North Carolina’s public schools are in the midst of a dropout crisis. Last year, more than 22,000 public school students dropped out of school. Only about 70 percent of our students graduate from high school in four years.

In response to this crisis, the General Assembly has spent millions of taxpayer dollars to fund grant programs that promised to keep more children in school, but mostly failed to deliver.

In 2007, Democratic members of the General Assembly encouraged school systems and organizations to compete for $7 million in grants set aside to support programs that address dropout prevention. In January 2008, the Committee on Dropout Prevention selected 60 groups to receive grants ranging in size from $25,000 to $150,000.

The General Assembly later voted to re-establish the dropout prevention committee and appropriate an additional $15 million. The funds provided additional support to grant recipients, funded applicants that did not receive a grant initially, and supported new grant applicants.

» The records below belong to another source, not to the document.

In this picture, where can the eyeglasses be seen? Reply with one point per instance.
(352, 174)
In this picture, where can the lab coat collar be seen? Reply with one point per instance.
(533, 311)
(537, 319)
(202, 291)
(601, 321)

In early 2009, the N.C. Department of Public Instruction appropriated nearly $100,000 in state funds to pay a Raleigh-based consultant to evaluate the grant programs over the next year and a half. The purpose of this evaluation is to determine whether school districts across the state should replicate particular dropout initiatives.

Since February 2008, the John Locke Foundation has conducted three evaluations of the dropout prevention grants. We found that a majority of the dropout prevention grants went to school districts or individual schools that did not have a dropout problem. Most of the grant-funded districts and schools had a higher percentage of graduates and/or lower percentage of dropouts than the state average.

Among districts receiving grants last year, 27 of 38 posted a declining graduation rate. Moreover, only 14 of the 100 schools that received services from dropout prevention grant recipients had both substantially lower dropout rates and higher graduation rates.

After taking a closer look at grant recipient expenditures, it is not hard to understand why the programs appeared to have little success. For example, Athens Drive High School in Wake County used its grant funds to send its lead literacy teacher to the University of Kansas to learn “Kansas Strategies,” a literacy program for at-risk children. Of the $38,979 awarded to Athens Drive, expenditures included $1,466.83 for travel, $800 for registration, $4,000 for supplemental materials, and another $1,500 for training materials.

From the 2006-07 to the 2007-08 school year, Athens Drive retained fewer students — the graduation rate decreased by 4 percent, and the dropout rate increased by nearly 1 percent.

Hayesville High School and Hayesville Middle School in Clay County used their dropout prevention funds to buy $32,500 worth of equipment, including 30 computers, electric notepads, calculators, three smart boards, 19 document readers, and five document cams.

The Avery County Schools spent nearly $45,500 of their $148,474 grant on contract fees to the Advancement Via Individual Determination (AVID) program, spent more than $18,500 on staff development (possibly for the AVID Summer Institute in Atlanta, Ga., for 23 employees), and used almost $13,000 in grant funds for supplies.

In Polk County, the school system’s $100,000-plus grant included more than $3,000 for student meals.

We do not know if grant recipients made even more egregious expenditures than those mentioned above. Many of the 2007 grant recipients did not submit a mandatory progress report, which means that the public does not have access to the programs’ goals and objectives, activities, and budget.

Put simply, the General Assembly spent millions of taxpayer dollars on a dropout prevention program that lacks transparency, oversight, and accountability — and thousands of children continue to drop out school.

Terry Stoops, a former public school teacher, is education policy analyst at the John Locke Foundation.